Start containers by running:

./corpus2wiki.sh

or alternatively:

docker-compose -f stack.yml up

from the corpus2wiki directory.

Building the corpus-wiki-image

For development purposes we can just use build in the directory corpus2wiki.
Once we are inside the directory we can use:

sudo docker build -t corpus2wikidevsose20 .

To create an new image which then can be used by docker-compose. This allows us to make better use of caching as well as the docker-compose overhead since we only build the container new and dont wait on the DB to wake up.

Note:changed code shell be copyied at the end of the dockerfile into the new image to maximise the speed up by layers and cache. Perhaps we may also want to restrukture the dockerfile if development is futher slowed down by building.

Add Files to Wikitition:

upload form

  1. Make sure the containers are running, then open your browser and go to localhost:8080/import (if accessing from remote, replace localhost with the appropiate ip-address/url)
  2. Select all the files you want to be analized and added to the Corpus2Wiki and select the appropriate settings
  3. Pressing the "Upload & Process"-Button will start the import procedure. Please keep the browser open until the process is finished.

Access Results

Go to localhost:8080 (or ip-address/url if accessing from remote).

Visit "localhost/index.php/Special:AllPages" to see a list of links to your files - click on any of them to access the analyzed text and visualizations.

Known Bugs

Timezone skip

We are aware that sometimes when setting up a wiki for the first time, the connection with the MariaDB Container reporst connection issues and is not setup up properly.After the initial docker compose up it is also only possible to setup the credentials by hand.
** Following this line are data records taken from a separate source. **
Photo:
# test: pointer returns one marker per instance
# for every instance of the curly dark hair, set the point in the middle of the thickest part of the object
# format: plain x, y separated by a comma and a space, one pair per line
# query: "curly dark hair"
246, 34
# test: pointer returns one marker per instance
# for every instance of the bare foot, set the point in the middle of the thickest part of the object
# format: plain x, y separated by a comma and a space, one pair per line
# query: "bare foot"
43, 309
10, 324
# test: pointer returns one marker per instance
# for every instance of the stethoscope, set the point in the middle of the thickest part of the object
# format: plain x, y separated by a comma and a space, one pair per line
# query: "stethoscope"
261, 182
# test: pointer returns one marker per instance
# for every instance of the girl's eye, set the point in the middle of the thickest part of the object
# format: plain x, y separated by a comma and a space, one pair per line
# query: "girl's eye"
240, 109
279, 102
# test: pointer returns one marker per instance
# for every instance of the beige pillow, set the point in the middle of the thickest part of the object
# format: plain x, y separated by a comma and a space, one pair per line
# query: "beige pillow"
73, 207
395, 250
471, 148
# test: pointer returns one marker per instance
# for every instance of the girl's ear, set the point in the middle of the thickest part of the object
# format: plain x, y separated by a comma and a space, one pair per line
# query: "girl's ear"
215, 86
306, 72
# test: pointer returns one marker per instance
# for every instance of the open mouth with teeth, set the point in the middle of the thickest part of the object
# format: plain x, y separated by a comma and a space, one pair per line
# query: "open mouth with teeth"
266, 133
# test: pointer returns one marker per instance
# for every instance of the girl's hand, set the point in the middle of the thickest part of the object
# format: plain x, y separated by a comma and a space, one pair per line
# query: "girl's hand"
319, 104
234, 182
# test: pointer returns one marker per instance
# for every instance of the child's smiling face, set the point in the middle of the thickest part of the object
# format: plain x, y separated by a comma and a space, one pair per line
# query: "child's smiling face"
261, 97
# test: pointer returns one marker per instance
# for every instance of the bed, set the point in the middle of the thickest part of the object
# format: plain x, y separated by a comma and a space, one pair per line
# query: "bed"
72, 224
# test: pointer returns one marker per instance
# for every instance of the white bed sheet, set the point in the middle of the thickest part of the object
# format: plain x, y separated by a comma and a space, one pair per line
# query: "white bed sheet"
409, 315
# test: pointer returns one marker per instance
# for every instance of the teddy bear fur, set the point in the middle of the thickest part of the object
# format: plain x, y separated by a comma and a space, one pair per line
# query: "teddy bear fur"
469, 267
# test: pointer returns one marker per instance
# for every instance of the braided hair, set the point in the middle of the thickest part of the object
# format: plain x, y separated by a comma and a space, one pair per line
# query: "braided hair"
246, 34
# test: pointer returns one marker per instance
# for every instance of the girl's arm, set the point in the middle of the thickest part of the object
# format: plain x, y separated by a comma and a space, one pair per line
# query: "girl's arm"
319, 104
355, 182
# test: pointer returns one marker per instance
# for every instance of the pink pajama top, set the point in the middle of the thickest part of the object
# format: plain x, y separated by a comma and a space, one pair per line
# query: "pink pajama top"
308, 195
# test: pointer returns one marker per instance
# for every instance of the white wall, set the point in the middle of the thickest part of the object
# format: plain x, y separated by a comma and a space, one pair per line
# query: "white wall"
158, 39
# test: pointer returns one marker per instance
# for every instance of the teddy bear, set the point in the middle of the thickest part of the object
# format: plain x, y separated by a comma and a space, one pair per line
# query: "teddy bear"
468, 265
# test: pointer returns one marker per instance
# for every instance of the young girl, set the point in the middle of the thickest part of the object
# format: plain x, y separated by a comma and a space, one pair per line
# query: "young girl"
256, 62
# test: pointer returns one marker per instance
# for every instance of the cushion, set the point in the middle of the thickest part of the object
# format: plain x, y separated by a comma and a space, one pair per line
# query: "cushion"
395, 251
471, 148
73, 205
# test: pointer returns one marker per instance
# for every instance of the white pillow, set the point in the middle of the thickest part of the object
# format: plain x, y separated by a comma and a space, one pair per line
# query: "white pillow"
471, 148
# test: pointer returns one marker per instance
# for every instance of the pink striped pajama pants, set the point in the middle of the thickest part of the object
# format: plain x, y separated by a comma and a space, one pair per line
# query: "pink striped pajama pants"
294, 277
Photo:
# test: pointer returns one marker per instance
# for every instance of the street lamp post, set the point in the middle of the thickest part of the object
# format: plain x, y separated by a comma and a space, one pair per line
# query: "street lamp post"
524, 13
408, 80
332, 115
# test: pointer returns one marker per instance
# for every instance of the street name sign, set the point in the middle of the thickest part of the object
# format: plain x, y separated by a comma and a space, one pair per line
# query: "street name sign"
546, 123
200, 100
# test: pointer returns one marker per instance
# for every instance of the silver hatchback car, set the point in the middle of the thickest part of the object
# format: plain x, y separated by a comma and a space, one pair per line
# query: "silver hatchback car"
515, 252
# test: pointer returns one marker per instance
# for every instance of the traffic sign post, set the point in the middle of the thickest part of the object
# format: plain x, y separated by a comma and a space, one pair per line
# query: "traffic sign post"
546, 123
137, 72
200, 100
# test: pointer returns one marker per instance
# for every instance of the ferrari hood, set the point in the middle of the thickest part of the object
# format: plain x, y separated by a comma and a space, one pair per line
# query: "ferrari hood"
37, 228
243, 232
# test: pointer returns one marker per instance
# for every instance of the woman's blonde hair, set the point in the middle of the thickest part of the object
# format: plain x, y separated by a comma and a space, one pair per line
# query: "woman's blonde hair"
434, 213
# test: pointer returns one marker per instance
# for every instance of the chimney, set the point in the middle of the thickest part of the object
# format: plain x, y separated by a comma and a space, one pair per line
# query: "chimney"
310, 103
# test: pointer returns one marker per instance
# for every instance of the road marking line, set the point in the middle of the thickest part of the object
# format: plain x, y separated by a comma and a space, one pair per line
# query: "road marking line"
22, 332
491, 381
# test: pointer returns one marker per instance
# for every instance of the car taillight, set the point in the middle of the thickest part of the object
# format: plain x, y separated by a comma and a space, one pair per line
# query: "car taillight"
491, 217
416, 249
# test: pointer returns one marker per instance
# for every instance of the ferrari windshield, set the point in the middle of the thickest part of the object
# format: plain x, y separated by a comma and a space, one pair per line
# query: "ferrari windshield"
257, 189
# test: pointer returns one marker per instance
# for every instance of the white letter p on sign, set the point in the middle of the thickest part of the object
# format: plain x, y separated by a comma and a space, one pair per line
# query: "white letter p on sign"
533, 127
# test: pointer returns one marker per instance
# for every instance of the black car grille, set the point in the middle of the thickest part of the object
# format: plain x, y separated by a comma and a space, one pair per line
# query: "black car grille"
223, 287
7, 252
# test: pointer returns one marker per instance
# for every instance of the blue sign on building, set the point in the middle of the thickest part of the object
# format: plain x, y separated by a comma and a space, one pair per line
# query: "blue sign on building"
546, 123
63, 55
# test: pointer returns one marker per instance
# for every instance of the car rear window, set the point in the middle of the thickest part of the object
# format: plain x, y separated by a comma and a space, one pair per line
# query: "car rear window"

This Bug actually stems from the first time the MariaDB and Wiki-Container are initialised.In this process it seaams the timezone configuration delays the inital setup and if the user is impationed and aborts the setup,everything has to be set by hand. However the solution to this problem is very easy,just wait.At some point the DB seams to notice the error and fixes it by itself depending on the machine 10 - 15 min.But this only works in the inital up, after that the containers are "configured" and load that as default.After that the rest of the setup is done without an human intervention as usual.

This Bug atleast exists on win 10 pro 1909,Debian 10 and Ubuntu 18.10.

Error 127

This error will be displayed if "usr/local/bin/docker-php-entrypoint: 9: exec: /config.sh: not found" happens. You are mostliky on an windows machine and just have encounterd an encoding problem.
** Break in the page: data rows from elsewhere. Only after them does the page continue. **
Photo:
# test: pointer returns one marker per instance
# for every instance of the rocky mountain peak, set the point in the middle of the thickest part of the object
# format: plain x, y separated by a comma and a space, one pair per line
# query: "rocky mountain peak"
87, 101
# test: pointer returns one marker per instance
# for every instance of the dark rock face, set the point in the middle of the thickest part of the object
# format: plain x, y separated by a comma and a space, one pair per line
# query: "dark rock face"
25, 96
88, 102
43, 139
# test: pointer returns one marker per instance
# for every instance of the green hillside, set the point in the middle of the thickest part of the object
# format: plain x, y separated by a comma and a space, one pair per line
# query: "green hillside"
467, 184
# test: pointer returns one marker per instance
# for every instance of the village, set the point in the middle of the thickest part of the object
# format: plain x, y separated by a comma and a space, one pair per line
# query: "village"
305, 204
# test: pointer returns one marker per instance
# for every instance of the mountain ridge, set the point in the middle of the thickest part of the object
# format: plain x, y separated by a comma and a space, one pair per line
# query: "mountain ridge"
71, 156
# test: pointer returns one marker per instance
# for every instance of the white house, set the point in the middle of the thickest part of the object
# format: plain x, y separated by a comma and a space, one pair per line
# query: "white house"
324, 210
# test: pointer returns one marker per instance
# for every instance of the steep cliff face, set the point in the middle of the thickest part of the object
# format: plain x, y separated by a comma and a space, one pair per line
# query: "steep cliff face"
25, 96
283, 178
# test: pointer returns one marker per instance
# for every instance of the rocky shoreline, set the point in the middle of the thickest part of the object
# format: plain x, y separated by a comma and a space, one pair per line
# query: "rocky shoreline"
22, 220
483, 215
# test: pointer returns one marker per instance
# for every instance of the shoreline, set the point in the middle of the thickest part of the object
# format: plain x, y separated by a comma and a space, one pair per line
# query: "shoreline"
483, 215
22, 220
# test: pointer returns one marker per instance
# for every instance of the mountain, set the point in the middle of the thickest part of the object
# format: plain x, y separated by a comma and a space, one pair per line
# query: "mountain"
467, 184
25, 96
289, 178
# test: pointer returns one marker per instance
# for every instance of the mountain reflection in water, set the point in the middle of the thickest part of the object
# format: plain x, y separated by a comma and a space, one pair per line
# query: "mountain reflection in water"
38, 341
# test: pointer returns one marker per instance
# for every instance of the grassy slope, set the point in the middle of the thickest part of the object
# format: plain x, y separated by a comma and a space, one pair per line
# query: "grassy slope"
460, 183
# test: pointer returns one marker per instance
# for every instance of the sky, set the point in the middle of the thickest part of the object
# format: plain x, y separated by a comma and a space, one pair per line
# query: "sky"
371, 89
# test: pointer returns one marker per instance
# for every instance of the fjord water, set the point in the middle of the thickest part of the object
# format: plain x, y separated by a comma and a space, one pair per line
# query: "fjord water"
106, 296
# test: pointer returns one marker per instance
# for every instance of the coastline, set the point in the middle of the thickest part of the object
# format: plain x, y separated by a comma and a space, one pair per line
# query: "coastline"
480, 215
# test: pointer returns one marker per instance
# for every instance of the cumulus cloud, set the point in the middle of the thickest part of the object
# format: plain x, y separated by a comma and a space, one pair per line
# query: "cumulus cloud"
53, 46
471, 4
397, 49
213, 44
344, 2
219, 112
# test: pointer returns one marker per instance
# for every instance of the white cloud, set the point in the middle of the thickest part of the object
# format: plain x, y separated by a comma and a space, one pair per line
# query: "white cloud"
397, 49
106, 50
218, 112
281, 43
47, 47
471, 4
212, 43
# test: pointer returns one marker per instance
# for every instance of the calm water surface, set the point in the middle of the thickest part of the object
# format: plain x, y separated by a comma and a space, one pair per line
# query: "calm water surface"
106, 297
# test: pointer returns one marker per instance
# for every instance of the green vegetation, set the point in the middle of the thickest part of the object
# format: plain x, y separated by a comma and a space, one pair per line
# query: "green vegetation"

What actually happens,well win and linux uses different symbols to represent an end of line win (CR LF), linux (LF). So when we download the source cdoe from github and save it on our windows machine it uses the CR LF standart to save the /config.sh - this however produces an damaged file for linux with the LF standart. Precisesly the first line in which we use shebang to specify the tool to run the config is in shambles and not useable anymore. Note that for example nano is still able to display the file properly with out problem we litrally cant see the difference.

The solution. We just revert the config back to LF with an tool of choice: dos2unix,notpad and vscode are jsut a few. Then we can just build the container normally.
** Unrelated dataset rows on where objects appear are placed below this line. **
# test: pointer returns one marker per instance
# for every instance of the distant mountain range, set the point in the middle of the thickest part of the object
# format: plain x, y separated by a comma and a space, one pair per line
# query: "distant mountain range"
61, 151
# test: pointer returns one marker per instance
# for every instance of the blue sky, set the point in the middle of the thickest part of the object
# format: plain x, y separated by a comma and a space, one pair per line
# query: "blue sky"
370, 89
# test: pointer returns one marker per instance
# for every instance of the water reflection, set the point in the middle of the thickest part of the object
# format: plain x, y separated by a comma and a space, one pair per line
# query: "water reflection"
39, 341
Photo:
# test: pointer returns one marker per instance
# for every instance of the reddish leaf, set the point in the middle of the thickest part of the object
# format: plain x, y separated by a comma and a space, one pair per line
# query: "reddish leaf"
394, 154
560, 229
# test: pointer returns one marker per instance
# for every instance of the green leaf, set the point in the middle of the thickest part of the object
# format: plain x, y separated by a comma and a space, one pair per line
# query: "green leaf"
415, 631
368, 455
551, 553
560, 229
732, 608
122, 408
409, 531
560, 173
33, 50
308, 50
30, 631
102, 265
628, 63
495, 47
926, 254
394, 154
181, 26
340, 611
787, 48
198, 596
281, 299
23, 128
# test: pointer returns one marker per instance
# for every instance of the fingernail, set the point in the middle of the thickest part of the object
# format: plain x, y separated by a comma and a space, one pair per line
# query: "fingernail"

That's it your container should run again.

Given Config

A small note on the configuration regarding the internal network of the setup. The used inter network driver is the bridge driver,however other drivers should also be possible. Given that we desire to give as many people as possible access to the software we will stick to the bridge driver for compability reasons,atleast for now.

Legal

(c)2018 Text Technology Lab, Goethe University Frankfurt

Authors: Alex Hunziker, Hasanagha Mammadov, Eleanor Rutherford

THE SOFTWARE IS PROVIDED "AS IS", WITHOUT WARRANTY OF ANY KIND, EXPRESS OR IMPLIED, INCLUDING BUT NOT LIMITED TO THE WARRANTIES OF MERCHANTABILITY, FITNESS FOR A PARTICULAR PURPOSE AND NONINFRINGEMENT. IN NO EVENT SHALL THE AUTHORS OR COPYRIGHT HOLDERS BE LIABLE FOR ANY CLAIM, DAMAGES OR OTHER LIABILITY, WHETHER IN AN ACTION OF CONTRACT, TORT OR OTHERWISE, ARISING FROM, OUT OF OR IN CONNECTION WITH THE SOFTWARE OR THE USE OR OTHER DEALINGS IN THE SOFTWARE.